I adapted the following description of the LGM and Younger Dryas from the Oak Ridge National Laboratory's "A quick background to the last ice age":

The Last Glacial Maximum:  After about 30,000 years ago, the Earth's climate system entered another big freeze-up; temperatures fell, deserts expanded and ice sheets spread across the northern latitudes. This cold and arid phase which reached its most extreme point sometime around 21,000-17,000 years ago is known as the Late Glacial Cold Stage.  The point at which the global ice extent was at its greatest, about 21,000 years ago is known as the Last Glacial Maximum. The Last Glacial Maximum was much more arid than present almost everywhere, with desert and semi-desert occupying huge areas of the continents and forests shrunk back into refugia. But in fact, the greatest global aridity (rather than ice extent) may have been reached slightly after the Last Glacial Maximum, somewhere during the interval 19,000-17,000 years ago.

Warming, then a cold snap:  Around 14,000 years ago, there was a rapid global warming and moistening of climates, perhaps occurring within the space of only a few years or decades. Conditions in many mid-latitude areas appear to have been about as warm as they are today, although many other areas - whilst warmer than during the Late Glacial Cold Stage - seem to have remained slightly cooler than at present. Forests began to spread back, and the ice sheets began to retreat. However, after a few thousand years of recovery, the Earth was suddenly plunged back into a new and very short-lived ice age known as the Younger Dryas. Although the Younger Dryas did not affect everywhere in the world, it destroyed the returning forests in the north and led to a brief resurgence of the ice sheets. The main cooling event that marks the beginning of the Younger Dryas seems to have occurred within less than 100 years, according to Greenland ice core data. After about 1,300 years of cold and aridity, the Younger Dryas seems to have ended in the space of only a few decades when conditions became as warm as they are today






 
























Updates on the Project

April-June 2011
The three U5 projects are reorganized to collaborate. All U5 members will be part of the main U5 project.



Earlier Project Updates

4 Sept 2010
We have found 3 new daughter groups of U5a2 among the U5 project members. Here are the current results of all U5a2 including both the U5 project and all full mtDNA sequences published in GenBank:

U5a2a has 44 members and is widely distributed throughout Europe
U5a2b has 37 members with a dominant daughter of 28 members that is mostly located in central/eastern Europe
U5a2c has 12 members and is mostly located mostly in western Europe
U5a2d has 2 members with one of them in Finland
U5a2e has 3 members in eastern Europe (Slovenia, Belarus, Czech)
The 3 new unnamed daughter groups of U5a2 have origins in France, Portugal and England



11 Aug 2010

We currently have 840 U5 members in the project including 441 in U5a, 397 in U5b, and 2 not assigned to a U5a or U5b. U5a is mostly U5a1 with 312 members and there are 129 members in U5a2. U5b subgroups are more difficult to predict, but there are currently 70 members in U5b1, 90 members in U5b2, and 24 members in Ub3. Another 56 people are in the U5a project including 47 U5a and 9 U5b. Combining both projects we have 896 U5 test results.
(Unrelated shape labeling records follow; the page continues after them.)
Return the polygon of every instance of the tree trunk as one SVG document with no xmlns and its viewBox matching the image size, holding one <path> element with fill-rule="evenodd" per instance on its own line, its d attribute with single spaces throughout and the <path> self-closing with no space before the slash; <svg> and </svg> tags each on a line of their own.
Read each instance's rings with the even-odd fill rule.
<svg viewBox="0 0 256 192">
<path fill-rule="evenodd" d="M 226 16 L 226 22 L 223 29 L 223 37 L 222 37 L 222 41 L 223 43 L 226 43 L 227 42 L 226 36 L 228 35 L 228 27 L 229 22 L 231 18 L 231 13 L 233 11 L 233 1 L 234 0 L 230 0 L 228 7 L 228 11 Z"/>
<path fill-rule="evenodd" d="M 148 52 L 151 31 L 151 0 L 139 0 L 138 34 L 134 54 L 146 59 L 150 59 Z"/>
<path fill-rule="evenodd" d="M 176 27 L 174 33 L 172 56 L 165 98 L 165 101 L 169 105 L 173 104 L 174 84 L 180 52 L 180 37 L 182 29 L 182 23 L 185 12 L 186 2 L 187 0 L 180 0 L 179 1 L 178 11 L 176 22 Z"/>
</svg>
Approximately 200 U5 people have done the full mtDNA sequence test (FGS or FMS).


15 July 2010
Jørgen , Gail and Andreas have joined as co-administrators for the U5 project to organize the results and update the trees for U5a1, U5a2 and U5b, respectively. All project members have been placed in groups based on results of the Full mtDNA sequence or predicted groups based on HVR1 and HVR2 results.